Cornelia Parker. Courtesy of Sean Zanni, © Patrick McMullan.

The UK has named British artist Cornelia Parker as its official Election Artist for the 2017 general election. The task involves paying close attention to the current election cycle and creating an artwork for the Parliamentary Art Collection based on the experience.

“We live in scary but exhilarating times. The whole world order seems to be changing. As an artist, I feel honored to have been invited to respond to such an important election,” Parker told the Guardian. “With all its challenging issues and complexity, it is an event that I’m excited to engage with and I look forward to sharing my finished work.”

In a statement released by Parliament, Alison McGovern MP, chair of the Speaker’s Advisory Committee on Works of Art, said of Parker: “She’s the first woman artist to take on this role and it’ll be really exciting to see how her ideas for this artwork develop over the campaign period.”

Cornelia Parker, Transitional Object (PsychoBarn) on the roof of the Met Fifth Avenue. Courtesy of photographer Alex Fradkin/Cornelia Parker.

The four previous election artists were Adam Dant in 2015, Simon Roberts in 2010, David Godbold in 2005, and Jonathan Yeo in 2001. Dant created a giant pen-and-ink drawing, The Government Stable, based on his cross-country travels throughout the election year, while Yeo’s Proportional Representation featured three separate portraits of Tony Blair, William Hague, and Charles Kennedy—the canvases sized to reflect each candidate’s share of the vote.

Parker, who will have a commission of £17,000 ($22,000), plus travel expenses, for the project, will post on Instagram throughout the election cycle under the handle electionartist2017. She has been asked to remain politically impartial as part of the commission.

Cornelia Parker, Cold Dark Matter: An Exploded View (1991), a 1997 Turner Prize Nominee. Courtesy of the Tate.

To American audiences, Parker is perhaps most familiar for her 2016 rooftop commission at the Metropolitan Museum of Art in New York, a recreation of the Bates mansion from Alfred Hitchcock’s Psycho made from an old barn and titled Transitional Object (Psychobarn).

In 1997, Parker was a Turner Prize nominee for Cold Dark Matter: An Exploded View, a hanging sculptural installation of the fragments of a garden shed that she hired the British Army to explode. She also collaborated with Tilda Swinton on The Maybe, where the actress slept in a glass cabinet at London’s Serpentine Gallery for a week in 1995.

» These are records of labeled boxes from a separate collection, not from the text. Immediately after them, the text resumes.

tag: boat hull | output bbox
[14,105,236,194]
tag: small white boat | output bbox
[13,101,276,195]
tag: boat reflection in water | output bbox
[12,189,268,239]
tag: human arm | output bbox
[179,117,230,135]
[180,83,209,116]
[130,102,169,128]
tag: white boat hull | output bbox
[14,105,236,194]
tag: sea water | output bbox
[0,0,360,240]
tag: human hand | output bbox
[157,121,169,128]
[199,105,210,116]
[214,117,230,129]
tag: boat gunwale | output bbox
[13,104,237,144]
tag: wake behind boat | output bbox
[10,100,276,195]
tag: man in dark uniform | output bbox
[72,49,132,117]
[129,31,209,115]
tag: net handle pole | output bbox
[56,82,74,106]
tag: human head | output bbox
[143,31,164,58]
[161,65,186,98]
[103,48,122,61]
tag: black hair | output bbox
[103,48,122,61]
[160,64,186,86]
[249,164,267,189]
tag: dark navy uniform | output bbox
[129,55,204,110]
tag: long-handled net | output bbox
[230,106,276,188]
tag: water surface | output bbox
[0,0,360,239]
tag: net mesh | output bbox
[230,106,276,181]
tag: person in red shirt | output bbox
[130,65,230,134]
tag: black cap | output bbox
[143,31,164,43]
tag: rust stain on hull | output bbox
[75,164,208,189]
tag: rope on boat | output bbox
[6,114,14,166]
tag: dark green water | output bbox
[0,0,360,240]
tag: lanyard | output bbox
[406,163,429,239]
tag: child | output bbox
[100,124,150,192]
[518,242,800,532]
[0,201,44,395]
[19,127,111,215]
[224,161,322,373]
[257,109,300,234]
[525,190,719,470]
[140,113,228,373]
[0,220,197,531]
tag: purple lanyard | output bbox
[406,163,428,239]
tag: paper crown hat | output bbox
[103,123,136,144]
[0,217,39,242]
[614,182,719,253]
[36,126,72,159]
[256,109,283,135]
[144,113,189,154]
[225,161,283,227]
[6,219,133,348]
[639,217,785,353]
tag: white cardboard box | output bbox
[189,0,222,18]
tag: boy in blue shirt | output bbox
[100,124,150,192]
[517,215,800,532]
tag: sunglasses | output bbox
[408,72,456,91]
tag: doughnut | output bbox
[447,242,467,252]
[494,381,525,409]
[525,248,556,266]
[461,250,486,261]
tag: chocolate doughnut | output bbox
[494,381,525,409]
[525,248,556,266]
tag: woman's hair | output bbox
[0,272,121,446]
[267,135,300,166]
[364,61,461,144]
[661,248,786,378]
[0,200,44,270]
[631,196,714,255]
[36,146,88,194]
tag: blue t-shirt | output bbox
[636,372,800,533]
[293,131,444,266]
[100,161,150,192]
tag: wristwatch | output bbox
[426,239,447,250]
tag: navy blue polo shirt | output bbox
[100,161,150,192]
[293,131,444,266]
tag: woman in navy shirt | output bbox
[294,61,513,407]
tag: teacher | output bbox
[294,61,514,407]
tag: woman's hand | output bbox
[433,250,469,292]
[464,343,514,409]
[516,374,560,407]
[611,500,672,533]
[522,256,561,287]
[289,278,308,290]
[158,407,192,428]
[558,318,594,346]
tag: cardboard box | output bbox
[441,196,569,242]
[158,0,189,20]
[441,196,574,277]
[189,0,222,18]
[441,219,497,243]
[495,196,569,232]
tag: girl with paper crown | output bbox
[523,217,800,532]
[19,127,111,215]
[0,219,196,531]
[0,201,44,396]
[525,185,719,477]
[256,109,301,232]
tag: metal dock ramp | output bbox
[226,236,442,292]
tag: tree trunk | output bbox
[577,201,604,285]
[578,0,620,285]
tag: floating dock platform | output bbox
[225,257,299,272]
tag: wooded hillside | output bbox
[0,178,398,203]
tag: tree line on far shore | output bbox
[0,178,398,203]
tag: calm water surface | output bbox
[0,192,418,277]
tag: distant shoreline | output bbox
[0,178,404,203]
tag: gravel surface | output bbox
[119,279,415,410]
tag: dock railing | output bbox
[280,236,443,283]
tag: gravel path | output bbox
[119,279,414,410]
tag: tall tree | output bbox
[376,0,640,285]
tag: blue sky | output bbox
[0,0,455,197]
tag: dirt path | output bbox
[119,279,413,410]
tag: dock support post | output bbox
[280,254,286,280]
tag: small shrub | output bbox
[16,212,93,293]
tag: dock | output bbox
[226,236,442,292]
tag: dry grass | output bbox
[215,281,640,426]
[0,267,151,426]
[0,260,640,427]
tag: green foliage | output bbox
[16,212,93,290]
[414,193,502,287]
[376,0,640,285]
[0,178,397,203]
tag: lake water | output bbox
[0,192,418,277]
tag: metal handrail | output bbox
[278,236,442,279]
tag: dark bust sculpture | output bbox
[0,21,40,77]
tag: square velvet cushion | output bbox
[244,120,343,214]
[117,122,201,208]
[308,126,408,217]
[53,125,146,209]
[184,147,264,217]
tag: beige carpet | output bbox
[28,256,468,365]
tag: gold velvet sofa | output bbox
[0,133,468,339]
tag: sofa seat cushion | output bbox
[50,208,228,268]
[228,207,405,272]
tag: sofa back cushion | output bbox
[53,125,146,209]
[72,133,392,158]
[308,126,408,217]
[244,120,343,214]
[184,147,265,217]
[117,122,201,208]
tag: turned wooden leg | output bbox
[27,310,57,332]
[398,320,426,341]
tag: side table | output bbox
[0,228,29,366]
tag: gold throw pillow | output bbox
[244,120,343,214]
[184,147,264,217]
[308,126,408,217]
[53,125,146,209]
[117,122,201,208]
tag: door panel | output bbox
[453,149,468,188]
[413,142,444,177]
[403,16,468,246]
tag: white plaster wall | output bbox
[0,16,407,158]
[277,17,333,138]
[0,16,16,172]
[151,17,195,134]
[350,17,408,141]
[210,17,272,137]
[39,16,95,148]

Part of a series of articles on Monarchy stitched by Kate Barlow, Angela Bishop, Rachel Doyle, Belinda Egginton, Amanda Ewing, Susan Kay-Williams and Annalee Levin, Royal School of Needlework. Part of Cornelia Parker’s Magna Carta (An Embroidery) at the British Library. Courtesy of the British Library.

Parker’s other key works include Breathless (2001), a commission for London’s Victoria and Albert Museum in which she used a mechanism in the city’s Tower Bridge to flatten 54 brass band instruments she later hung from wires; and Magna Carta, her massive embroidery from 2015. Created with the help of prison inmates, civil rights lawyers, musicians, and artists, the tapestry is a representation of the texts and images of the Wikipedia entry for Magna Carta. The work toured the UK on the occasion of the document’s 800th anniversary in 2015.

The upcoming British elections are of particular interest given the fallout of last summer’s Brexit vote, in which the UK’s citizens voted by a small margin to leave the European Union.

Parker told Sky News that she wasn’t sure what medium to use for her election artwork, saying “I’m trying not to think of an end game yet because I haven’t even been out on the campaign trail.”